CHRIS PUMMER: Chris Dodd might be in serious trouble, as Howard points out. But I don’t think his situation is as desperate as Bunning’s.
For starters, Dodd’s approval ratings have only recently dipped as anger has risen over the five-term senator’s ties to the federal bank bailout. For a politician who has been re-elected four times with with nothing less than 58 percent of the vote, and who 18 months ago was a serious presidential candidate — even if that candidacy was a longshot — there remains plenty of time for the voters of Connecticut to forgive a favorite son.

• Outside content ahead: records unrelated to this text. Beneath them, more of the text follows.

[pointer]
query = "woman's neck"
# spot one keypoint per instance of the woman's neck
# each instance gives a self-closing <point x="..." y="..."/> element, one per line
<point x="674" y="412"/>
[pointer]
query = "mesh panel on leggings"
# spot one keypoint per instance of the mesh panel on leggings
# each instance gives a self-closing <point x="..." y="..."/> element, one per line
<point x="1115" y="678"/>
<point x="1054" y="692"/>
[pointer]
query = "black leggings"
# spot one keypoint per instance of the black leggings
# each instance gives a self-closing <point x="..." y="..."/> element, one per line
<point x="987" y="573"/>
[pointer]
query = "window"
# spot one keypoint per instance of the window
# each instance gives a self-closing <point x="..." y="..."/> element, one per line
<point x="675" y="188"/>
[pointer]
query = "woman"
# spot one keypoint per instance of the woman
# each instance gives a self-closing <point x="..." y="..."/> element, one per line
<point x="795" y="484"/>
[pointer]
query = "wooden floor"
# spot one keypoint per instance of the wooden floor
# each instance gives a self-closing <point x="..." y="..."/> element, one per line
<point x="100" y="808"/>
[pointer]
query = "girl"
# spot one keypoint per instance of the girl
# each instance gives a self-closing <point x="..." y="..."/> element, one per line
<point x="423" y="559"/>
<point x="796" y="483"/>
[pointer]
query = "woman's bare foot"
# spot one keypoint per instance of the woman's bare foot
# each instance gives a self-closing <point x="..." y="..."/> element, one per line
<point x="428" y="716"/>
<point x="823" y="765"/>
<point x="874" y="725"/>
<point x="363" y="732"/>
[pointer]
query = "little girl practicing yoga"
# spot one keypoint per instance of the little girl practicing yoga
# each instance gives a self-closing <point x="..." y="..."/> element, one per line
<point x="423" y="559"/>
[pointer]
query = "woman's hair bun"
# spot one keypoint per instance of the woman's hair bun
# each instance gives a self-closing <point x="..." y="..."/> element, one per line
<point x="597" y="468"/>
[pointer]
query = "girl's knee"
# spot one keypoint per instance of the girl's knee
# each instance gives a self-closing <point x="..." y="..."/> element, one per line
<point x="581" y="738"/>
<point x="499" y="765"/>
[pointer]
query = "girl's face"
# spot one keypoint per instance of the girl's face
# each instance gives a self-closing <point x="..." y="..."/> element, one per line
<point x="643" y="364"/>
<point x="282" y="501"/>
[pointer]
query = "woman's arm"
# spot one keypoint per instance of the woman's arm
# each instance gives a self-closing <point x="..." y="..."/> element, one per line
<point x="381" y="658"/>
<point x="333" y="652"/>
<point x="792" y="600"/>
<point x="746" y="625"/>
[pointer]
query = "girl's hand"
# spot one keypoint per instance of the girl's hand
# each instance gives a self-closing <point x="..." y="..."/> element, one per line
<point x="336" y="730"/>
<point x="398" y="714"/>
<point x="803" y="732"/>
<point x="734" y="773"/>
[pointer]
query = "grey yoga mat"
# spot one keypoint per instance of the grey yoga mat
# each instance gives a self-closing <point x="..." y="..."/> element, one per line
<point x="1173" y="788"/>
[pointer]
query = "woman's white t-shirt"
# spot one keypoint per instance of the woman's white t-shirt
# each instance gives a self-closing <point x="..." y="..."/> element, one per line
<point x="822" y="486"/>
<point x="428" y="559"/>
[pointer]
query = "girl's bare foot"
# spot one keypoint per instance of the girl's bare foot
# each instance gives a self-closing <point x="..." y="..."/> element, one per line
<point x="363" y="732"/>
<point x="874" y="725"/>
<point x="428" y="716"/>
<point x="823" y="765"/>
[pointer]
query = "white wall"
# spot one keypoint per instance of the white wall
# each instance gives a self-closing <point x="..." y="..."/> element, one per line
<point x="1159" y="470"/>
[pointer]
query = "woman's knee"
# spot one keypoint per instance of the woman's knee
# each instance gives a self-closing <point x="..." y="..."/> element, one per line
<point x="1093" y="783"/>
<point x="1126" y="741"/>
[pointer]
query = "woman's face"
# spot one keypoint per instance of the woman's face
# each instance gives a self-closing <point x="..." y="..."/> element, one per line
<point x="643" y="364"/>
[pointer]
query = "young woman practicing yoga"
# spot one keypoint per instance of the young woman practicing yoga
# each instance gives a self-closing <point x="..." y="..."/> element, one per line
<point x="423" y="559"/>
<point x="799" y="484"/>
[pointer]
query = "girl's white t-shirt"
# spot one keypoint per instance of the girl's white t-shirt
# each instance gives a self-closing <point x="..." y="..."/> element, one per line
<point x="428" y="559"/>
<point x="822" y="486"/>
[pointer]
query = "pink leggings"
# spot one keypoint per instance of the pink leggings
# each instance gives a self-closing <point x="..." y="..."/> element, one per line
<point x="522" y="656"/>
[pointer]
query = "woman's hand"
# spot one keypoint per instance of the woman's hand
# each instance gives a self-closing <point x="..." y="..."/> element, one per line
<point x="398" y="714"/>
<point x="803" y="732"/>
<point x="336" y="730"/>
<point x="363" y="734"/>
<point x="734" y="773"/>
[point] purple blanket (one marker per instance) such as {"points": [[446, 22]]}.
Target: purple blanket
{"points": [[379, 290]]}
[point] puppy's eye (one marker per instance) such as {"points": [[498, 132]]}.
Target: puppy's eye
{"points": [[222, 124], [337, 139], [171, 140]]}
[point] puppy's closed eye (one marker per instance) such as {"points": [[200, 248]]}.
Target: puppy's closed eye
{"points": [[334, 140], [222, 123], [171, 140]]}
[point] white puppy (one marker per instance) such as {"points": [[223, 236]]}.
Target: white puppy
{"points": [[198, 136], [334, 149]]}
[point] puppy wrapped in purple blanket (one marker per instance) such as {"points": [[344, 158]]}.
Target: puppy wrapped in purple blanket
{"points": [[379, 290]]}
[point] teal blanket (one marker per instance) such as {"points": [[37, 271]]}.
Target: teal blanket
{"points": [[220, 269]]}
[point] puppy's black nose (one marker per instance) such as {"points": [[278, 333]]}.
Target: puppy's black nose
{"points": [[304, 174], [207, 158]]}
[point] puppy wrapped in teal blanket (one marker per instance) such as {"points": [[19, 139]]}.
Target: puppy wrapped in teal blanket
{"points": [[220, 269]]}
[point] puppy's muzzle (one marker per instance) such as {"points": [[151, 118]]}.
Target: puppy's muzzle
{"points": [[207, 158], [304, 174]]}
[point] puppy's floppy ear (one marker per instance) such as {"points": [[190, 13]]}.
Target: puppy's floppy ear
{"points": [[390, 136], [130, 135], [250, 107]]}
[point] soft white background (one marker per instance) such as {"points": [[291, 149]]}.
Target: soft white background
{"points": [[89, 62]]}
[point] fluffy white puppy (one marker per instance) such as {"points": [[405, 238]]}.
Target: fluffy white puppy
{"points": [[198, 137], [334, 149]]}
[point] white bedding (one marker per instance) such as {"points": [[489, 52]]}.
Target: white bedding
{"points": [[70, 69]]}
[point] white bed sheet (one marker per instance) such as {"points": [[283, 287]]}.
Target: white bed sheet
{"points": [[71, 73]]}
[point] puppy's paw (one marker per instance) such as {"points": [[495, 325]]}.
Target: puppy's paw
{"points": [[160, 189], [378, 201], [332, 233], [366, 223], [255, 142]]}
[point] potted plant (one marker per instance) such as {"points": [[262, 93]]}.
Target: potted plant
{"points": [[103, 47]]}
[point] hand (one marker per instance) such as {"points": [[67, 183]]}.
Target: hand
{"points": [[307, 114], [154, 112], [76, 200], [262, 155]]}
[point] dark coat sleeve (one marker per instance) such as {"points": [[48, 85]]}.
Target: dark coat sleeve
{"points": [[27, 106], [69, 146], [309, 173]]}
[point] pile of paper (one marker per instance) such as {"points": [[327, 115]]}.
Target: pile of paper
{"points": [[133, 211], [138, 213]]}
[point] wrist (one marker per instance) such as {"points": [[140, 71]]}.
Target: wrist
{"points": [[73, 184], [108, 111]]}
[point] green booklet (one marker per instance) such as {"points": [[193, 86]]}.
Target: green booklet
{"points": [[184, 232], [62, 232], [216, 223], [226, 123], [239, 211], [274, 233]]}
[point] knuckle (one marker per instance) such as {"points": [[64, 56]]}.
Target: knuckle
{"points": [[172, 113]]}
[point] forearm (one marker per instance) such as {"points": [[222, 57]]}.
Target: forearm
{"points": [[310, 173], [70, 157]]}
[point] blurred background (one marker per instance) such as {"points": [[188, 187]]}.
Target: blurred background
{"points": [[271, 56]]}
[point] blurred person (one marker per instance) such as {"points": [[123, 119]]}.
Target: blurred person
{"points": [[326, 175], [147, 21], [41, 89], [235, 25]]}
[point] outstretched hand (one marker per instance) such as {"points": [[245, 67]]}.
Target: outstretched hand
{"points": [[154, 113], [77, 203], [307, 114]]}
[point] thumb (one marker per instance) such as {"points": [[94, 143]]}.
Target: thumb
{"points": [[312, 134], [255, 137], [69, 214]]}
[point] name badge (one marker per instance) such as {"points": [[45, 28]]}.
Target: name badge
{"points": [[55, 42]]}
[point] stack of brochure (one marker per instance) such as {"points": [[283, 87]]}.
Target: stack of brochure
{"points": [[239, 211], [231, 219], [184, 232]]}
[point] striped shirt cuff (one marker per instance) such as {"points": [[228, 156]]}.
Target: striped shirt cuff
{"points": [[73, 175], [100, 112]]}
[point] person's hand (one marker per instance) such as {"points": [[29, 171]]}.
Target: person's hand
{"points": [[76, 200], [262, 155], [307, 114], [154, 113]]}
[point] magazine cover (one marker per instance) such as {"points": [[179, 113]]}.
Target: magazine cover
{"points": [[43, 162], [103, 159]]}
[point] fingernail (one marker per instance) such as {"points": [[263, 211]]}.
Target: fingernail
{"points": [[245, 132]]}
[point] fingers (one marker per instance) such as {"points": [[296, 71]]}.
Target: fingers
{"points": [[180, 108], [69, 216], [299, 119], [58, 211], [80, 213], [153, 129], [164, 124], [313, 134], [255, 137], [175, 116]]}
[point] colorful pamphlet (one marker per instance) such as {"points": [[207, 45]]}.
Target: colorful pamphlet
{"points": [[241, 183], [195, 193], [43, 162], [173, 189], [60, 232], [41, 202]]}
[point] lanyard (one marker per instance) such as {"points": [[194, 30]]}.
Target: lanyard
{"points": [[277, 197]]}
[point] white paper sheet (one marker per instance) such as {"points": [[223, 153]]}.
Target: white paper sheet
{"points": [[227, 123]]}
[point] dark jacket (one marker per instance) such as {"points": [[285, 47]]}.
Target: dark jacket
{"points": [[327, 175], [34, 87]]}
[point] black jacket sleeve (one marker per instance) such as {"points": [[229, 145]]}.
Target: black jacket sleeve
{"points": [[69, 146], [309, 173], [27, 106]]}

Dodd will also benefit from the support of the President, and his ability to raise money — even if it isn’t coming from his home state (though that tally probably comes with caveats not mentioned in news articles).

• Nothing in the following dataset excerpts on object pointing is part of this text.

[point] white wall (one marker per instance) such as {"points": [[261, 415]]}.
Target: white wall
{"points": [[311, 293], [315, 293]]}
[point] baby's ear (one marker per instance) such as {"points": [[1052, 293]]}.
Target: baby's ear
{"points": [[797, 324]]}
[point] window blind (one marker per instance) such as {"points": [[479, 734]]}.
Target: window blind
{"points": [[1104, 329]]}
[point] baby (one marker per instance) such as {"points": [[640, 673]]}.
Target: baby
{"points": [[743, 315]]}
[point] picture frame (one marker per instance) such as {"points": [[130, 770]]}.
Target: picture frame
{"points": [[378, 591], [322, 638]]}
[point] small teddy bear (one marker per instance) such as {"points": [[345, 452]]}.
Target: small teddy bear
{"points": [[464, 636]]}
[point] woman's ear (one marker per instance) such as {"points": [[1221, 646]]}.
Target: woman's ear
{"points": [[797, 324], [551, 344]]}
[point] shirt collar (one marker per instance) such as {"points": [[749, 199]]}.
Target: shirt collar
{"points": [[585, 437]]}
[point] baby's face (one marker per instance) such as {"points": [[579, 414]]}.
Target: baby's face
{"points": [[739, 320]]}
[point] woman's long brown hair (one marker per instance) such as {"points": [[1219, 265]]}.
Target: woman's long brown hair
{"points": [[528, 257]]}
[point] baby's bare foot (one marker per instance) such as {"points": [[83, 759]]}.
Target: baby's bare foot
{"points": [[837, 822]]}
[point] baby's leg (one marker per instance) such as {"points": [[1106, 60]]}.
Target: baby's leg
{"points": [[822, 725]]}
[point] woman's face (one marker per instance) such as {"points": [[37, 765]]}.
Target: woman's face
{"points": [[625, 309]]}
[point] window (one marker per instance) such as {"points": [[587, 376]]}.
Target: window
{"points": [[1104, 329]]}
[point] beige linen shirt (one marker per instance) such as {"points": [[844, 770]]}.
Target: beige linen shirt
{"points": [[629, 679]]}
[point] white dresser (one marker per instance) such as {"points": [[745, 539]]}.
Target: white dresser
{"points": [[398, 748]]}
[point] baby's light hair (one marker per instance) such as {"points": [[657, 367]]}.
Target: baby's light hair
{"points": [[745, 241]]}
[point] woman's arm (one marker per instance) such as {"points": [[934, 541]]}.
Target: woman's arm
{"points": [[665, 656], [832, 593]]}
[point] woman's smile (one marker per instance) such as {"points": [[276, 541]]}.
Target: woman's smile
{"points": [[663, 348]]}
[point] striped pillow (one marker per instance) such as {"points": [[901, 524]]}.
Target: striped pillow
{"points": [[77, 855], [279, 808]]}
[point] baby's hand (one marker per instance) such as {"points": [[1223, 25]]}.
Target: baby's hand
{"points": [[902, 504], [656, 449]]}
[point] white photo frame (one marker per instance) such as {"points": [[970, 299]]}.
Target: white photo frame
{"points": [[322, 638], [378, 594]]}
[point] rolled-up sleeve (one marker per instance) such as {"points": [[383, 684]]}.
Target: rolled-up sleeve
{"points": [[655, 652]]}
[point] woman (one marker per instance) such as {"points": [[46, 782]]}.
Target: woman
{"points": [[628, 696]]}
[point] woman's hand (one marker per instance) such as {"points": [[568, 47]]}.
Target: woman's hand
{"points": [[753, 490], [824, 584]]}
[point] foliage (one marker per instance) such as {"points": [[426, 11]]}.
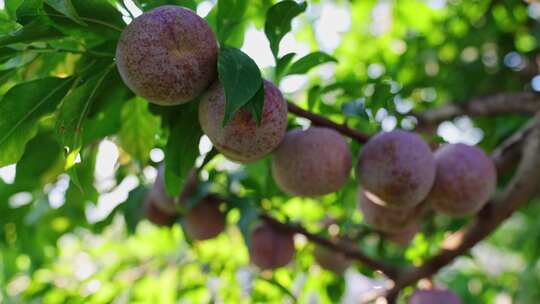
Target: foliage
{"points": [[71, 228]]}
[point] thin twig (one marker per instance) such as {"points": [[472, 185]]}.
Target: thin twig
{"points": [[322, 121], [350, 252]]}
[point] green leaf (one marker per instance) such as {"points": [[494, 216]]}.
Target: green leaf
{"points": [[229, 16], [282, 65], [182, 147], [278, 21], [147, 5], [139, 128], [102, 18], [240, 77], [256, 105], [37, 30], [306, 63], [75, 108], [66, 7], [21, 108], [42, 154], [7, 53], [29, 10]]}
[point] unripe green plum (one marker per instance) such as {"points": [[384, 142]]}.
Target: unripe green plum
{"points": [[205, 220], [331, 260], [432, 296], [385, 219], [241, 139], [311, 162], [155, 215], [398, 167], [466, 178], [167, 55], [271, 248]]}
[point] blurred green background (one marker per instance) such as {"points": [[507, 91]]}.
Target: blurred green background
{"points": [[79, 237]]}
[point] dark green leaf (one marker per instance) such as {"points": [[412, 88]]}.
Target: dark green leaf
{"points": [[147, 5], [139, 128], [21, 108], [278, 21], [29, 10], [7, 53], [248, 218], [306, 63], [256, 105], [313, 96], [37, 30], [283, 64], [103, 20], [42, 153], [75, 108], [182, 148], [240, 77], [66, 8], [229, 16]]}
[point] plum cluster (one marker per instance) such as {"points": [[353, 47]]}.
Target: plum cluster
{"points": [[400, 177], [169, 57]]}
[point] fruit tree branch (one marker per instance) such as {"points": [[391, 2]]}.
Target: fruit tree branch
{"points": [[502, 103], [322, 121], [350, 252], [522, 188]]}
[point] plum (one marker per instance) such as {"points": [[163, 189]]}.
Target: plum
{"points": [[241, 139], [384, 219], [398, 167], [167, 55], [312, 162], [466, 178]]}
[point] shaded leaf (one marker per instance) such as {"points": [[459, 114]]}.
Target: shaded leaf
{"points": [[182, 148], [240, 77], [256, 105], [75, 108], [306, 63], [139, 128], [37, 30], [229, 16], [22, 107], [278, 21], [66, 7], [282, 65]]}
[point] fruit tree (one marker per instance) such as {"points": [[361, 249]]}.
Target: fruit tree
{"points": [[265, 151]]}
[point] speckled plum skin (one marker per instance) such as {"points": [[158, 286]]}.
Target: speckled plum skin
{"points": [[311, 162], [241, 140], [465, 180], [330, 260], [398, 167], [432, 296], [205, 220], [155, 215], [271, 248], [385, 219], [167, 55]]}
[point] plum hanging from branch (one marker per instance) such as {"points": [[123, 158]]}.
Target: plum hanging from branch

Bunning, though, faces many more challenges.
For starters, he’s been unable to raise money from anybody. With barely a quarter million dollars, Bunning won’t be able to survive a competitive race. And every indication is it will be.
Bunning snuck into the senate in 1998 by only a few thousand votes. Even after the best Democratic candidate imploded with the revelation that he’d had an extramarital affair, Bunning still struggled to win re-election in 2004 against Daniel Mongiardo (51 percent to 49, while George W. Bush carried the presidential vote 60-40).
Mongiardo is running again, this time with better name recognition following his 2004 senate run and his current stint as Lieutenant Governor of Kentucky. Both he and the state’s attorney general Jack Conway both look more capable of raising money than Bunning, and either one would likely enjoy support — financial or otherwise — from the national Democratic party.
Ultimately, Bunning’s biggest disadvantage will likely be himself. He’s never been as popular with voters as Dodd has been. He doesn’t have a record of legislative achievements to fall back on like Dodd does. And while Dodd is trying to rehab his image, Bunning acts like he just doesn’t care, and he keeps finding news ways to put his foot in his mouth.
Dodd may or may not be able to weather the storm he’s in, and it could come down to factors that are entirely out of his control, such as the state of the economy. But Bunning’s goose looks cooked no matter what.